BishopAccountability.org

Editorial: Time for the Buffalo Diocese to confess

Buffalo News
February 2, 2020

https://buffalonews.com/2020/02/02/time-for-the-diocese-to-confess/

Michael Whalen, left, looks on as fellow sex abuse survivors Gary Astridge, center, and Kevin Koscielniak embrace after filing lawsuits under the Child Victims Act in August. To recover lost support among parishioners, the diocese must be entirely forthcoming about what happened, even if the cases end up in bankruptcy court.
Photo by Robert Kirkham

The Catholic Diocese of Buffalo faces many agonizing questions, two of which are how best to handle the tsunami of sexual abuse allegations against its priests and how to reclaim the support of parishioners who have stopped giving as a result of the revelations.

Both factors are leading the church toward a decision to seek protection in federal bankruptcy court. Both factors also share a solution: Don’t hide.

The diocese says it is on the verge of seeking Chapter 11 bankruptcy protection. It is facing at least 230 lawsuits while simultaneously struggling with a catastrophic loss of support. The diocese ended 2019 $5 million in the red as many members refused to donate to an organization that tolerated the sexual assaults of children, and did it in ways that ensured further abuses would occur.

The diocese is in its own pain – agony of its own making – but the way forward is clear. To best serve the adults who were abused as children and to regain the trust and support of those who have turned away, the diocese needs to be open about what its leaders did to children and, even more important, what it did to cover up those abuses. It needs, in other words, to tell the truth, the whole truth and nothing but the truth.

Some critics are justifiably skeptical that will happen. By declaring bankruptcy, lawsuits filed against the diocese under the 2019 Child Victims Act will move out of state court and into bankruptcy court. Other dioceses that have resorted to that step for financial reasons have also used it as a mechanism to conceal the details of what they did – to continue hiding their sins.

On a human level, that impulse may be understandable. No one wants to broadcast the details of their shame. That’s especially true when a venerable organization’s conduct falls so far – so criminally far – below its own standards. For the diocese to voluntarily give up its defenses and tell the world what it did will take an uncommon kind of courage.

Yet, that is the only road open to the Diocese of Buffalo. It can never recover its stature or the support of its disgusted members without first speaking what it did.

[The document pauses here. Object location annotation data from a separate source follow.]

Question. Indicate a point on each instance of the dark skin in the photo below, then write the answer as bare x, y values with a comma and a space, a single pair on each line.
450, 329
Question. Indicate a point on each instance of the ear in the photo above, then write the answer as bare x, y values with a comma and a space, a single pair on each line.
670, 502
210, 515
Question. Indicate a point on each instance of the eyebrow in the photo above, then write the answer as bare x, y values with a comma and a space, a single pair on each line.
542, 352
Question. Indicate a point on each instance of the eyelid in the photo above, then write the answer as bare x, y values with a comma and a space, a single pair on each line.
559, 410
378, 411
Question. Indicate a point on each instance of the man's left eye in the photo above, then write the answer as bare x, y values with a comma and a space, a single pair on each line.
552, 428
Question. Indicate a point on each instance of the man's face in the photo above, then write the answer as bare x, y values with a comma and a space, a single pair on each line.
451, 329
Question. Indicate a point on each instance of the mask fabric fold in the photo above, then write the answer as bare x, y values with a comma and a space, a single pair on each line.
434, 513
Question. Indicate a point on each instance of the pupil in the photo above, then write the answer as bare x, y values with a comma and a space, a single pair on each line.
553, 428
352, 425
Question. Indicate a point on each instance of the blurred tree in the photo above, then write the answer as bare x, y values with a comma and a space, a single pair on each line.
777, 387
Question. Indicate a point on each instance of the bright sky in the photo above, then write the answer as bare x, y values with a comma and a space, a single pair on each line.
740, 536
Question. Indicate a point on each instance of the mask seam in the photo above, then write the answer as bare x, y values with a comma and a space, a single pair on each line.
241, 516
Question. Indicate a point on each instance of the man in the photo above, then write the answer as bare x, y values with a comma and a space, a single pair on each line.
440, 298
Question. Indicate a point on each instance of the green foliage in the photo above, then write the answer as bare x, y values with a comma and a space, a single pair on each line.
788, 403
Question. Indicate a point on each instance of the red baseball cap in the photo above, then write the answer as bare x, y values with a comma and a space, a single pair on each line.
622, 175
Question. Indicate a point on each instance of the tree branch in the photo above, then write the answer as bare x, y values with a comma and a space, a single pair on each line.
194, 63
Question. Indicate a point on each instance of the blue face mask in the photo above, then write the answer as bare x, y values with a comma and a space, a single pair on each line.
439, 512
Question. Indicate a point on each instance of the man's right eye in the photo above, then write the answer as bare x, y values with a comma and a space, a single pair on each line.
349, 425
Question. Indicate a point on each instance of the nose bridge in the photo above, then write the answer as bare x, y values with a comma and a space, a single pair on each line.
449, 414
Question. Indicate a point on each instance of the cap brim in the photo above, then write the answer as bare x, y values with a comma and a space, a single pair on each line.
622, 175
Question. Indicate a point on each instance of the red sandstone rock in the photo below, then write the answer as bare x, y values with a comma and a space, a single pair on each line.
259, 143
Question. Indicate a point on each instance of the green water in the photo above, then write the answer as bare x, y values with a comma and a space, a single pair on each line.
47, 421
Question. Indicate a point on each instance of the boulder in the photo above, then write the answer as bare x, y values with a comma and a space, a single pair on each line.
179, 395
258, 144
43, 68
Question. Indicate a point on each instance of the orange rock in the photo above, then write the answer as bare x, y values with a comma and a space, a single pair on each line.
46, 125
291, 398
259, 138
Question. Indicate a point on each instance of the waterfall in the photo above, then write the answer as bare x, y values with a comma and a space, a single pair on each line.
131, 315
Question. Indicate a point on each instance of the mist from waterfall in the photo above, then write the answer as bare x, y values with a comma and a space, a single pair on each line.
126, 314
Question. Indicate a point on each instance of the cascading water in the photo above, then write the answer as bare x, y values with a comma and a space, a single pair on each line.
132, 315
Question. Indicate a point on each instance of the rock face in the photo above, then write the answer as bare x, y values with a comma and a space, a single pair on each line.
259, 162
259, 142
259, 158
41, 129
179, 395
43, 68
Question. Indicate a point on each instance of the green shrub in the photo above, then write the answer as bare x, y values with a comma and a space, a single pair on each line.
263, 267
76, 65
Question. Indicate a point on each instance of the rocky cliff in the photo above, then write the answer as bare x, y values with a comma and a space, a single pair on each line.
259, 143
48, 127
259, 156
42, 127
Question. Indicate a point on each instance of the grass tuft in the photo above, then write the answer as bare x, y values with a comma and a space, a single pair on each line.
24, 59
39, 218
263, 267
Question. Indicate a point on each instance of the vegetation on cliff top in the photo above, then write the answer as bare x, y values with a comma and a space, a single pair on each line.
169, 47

The need is evident. The diocese has been operating in the red since at least 2015. For three years, those annual loses totaled no more than $803,727, but in 2018, as the breadth of the clergy scandal started to become known, the deficit reached nearly $1.8 million. Last year, it almost tripled, to just over $5 million.

With that, the diocese cautioned last week that a bankruptcy filing is “imminent.” It may be the only way for it to navigate the flood of lawsuits, far more than any other entity in New York, including the Boy Scouts, schools and other dioceses.

There may even be some fairness in it. In state court, the cases heard earliest could reap most of the awards, leaving little or nothing for the remaining plaintiffs whose years of suffering would be discounted. By moving the cases to federal bankruptcy court, awards could be divided more fairly among the victims.

But bankruptcy is more about assets and liabilities than it is about pain and suffering, let alone wretched culpability. Plaintiff’s powers of discovery are more limited in bankruptcy court, potentially allowing the diocese to keep dirty secrets while denying victims the validation that could be more valuable to them than any money they might be awarded. And, perversely, it would act as validation for those parishioners who have decided to stop donating to the church. Why give if the church doesn’t truly repent?

Bishop Edward B. Scharfenberger, the new temporary administrator of the Buffalo Diocese, pledged transparency when he took over here last month. It was a hopeful sign for the victims of sexual abuse and for parishioners who long for the church to find its way back from disgrace.

The path is honesty. It will hurt, but the alternative is to guarantee that details will continue to find their way to the public for months – and maybe years – to come. To make amends to those who have suffered and to win back the support of its faithful, the diocese first needs to confess.